People who know they are secure in God’s hand find their motives shaped in that awareness. They learn to live with grace, to disagree in kindness, to love freely, and to trust God from day to day when matters beyond their control do not go their way.
By the way, remember Lot? When he chose what he thought was the best land for himself, he got the wicked cities of Sodom and Gomorrah in the bargain.
MISBELIEFS BEHIND CYCLES
We repeat cycles of conflict when we assume that what we want is always what we need, or when we are more concerned about the people who are against us than the God who is for us. Misbeliefs are the fuel of ongoing cycles of conflict. They lead us to think that it is up to us to take matters in hand, and that if we don’t protect ourselves no one else will.
Underlying misbeliefs also help to explain why the apostle Paul wrote as he did to disputing parties in Philippi. He must have known something of the matters that were separating them. Yet he didn’t even mention the specific issues. Instead, he wrote as if the details could be worked out once both sides came to terms with the underlying misbeliefs that had caused them to turn away from the Lord and against one another.

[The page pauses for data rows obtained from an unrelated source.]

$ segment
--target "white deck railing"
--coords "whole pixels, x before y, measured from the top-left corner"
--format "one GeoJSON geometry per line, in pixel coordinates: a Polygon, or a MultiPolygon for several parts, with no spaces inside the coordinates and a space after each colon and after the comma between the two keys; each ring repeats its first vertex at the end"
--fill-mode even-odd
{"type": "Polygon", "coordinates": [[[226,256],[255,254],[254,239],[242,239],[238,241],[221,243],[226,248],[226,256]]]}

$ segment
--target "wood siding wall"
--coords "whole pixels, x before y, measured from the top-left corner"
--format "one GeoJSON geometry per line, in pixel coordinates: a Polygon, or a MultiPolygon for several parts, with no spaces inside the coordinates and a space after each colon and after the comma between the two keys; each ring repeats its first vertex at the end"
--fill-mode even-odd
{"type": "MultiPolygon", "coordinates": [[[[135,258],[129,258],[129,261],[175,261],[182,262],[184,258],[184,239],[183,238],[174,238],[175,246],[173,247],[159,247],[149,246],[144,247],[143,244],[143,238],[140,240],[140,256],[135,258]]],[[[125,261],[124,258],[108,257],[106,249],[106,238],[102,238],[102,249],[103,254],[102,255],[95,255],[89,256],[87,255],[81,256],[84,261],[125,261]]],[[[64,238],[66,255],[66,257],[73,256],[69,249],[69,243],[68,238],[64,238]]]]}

His prescription to break the cycle of injury and conflict seems to have been twofold. On one hand, the apostle asked others to come alongside the disputing church members and relieve some of their stress. It appears that fatigue and the burden of trying to do too much for the Lord might have made them vulnerable to conflict.
Then Paul reminded them, in several different ways, that their well-being was not wrapped up in getting or demanding right treatment from one another. Twice he encouraged them to rejoice in the Lord. He urged them to be known for gentleness because “the Lord is at hand.” He reminded them to replace their anxiety with prayers and dependence on God. Then, after assuring them of God’s ability to give them peace of mind, and while cultivating a thankful confidence that they could find help in the hands of God, Paul encouraged them to think—not about what was wrong but about what was right (Phil. 4:8–9).
By addressing the real issues of underlying belief, Paul gave them a means of breaking the cycle of conflict that could have spread to many others. He knew that the formula for unity is not found in agreeing about all issues. Neither is the solution merely in knowing that we should find it within ourselves to love one another. The answer for those who know God is to have the right beliefs about Him in the troubling circumstances of life. This alone will enable us to avoid the self-protection, fear, and anger that otherwise lead to returning evil for evil and harm for harm.